ケリーブルーテリアは、アイルランドを原産とする犬種です。
アイルランドの正式な国犬としても指定されています。
狩猟犬として活躍し、番犬としても相応しい能力を持ち合わせています。

アイルランドでは一般的な犬種ですが、それ以外の国では飼育数が少なく認知度も高くはありません。
日本国内での飼育頭数も少ない犬種ですが、国内にブリーダーも存在し、毎年国内で飼育登録が行われています。

ケリーブルーテリアの歴史

ケリーブルーテリアの歴史
~ルーツ~

ケリーブルーテリアは、アイルランドのケリー州を原産とする古いテリア種です。
18世紀にはすでに犬種として成立していたと考えられています。

ルーツは定かとなっていませんが、「アイリッシュテリア」「ロズベリーテリア」「ベドリントンテリア」などのテリア種が掛け合わせて作り出されたと推測されており、最も古い記録として1847年ごろの文献に登場していますが、それまでの詳しい経緯は分かっておりません。

当時からネズミやウサギを始め、深い水の中でカワウソを捕らえたり、地中でアナグマを捕らえるなどの狩猟犬として、また、牛や羊などの牧畜を守る護衛犬や牧畜犬として幅広く活躍していました。

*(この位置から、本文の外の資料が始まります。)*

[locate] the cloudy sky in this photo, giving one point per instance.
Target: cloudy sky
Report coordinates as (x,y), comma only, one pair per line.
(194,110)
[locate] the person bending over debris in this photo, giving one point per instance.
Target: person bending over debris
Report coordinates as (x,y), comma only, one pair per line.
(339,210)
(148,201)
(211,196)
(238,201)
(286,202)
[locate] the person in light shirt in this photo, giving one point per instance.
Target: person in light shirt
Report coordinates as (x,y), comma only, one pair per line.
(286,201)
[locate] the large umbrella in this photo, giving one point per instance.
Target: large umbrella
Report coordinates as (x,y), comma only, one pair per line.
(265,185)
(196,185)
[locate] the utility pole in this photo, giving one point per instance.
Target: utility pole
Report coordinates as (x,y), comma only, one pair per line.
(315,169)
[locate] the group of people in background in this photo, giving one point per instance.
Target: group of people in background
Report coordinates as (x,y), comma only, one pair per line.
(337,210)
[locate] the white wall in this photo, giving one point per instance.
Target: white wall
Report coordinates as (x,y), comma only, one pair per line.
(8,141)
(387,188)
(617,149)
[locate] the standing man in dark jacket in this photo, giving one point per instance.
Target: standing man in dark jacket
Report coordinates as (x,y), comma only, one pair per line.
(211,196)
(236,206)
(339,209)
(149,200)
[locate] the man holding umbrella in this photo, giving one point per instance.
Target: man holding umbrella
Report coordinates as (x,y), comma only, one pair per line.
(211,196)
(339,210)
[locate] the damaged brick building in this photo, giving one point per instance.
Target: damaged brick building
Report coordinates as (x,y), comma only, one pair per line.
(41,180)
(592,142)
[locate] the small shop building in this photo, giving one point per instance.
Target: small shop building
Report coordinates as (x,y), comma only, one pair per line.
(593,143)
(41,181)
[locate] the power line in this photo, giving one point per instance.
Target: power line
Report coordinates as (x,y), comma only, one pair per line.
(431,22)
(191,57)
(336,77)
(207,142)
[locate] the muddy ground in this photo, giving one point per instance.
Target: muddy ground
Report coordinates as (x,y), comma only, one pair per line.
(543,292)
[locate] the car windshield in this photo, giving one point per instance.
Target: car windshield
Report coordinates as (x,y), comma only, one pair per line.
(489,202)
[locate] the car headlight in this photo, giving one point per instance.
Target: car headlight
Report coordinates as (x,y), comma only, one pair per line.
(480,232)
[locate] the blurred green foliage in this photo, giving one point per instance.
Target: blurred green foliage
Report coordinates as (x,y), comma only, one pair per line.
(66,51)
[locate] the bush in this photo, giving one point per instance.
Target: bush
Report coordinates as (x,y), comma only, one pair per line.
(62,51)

その後1920年代になると、美しいブルーの毛色が人目を惹き、ドッグショーにも出展されるようになり、人気を集めるようになりました。

ケリーブルーテリアの歴史
~「ブルーデビル(青い悪魔)」と呼ばれる理由~

ドッグショーで人気を博してから、イギリスやアメリカなどに輸出されることになりましたが、狩猟犬としての強いテリア気質から「ブルーデビル(青い悪魔)」と呼ばれるようになりました。
その気性の荒さから家庭犬としては普及できず、第二次世界大戦の影響でその数は減少してしまいました。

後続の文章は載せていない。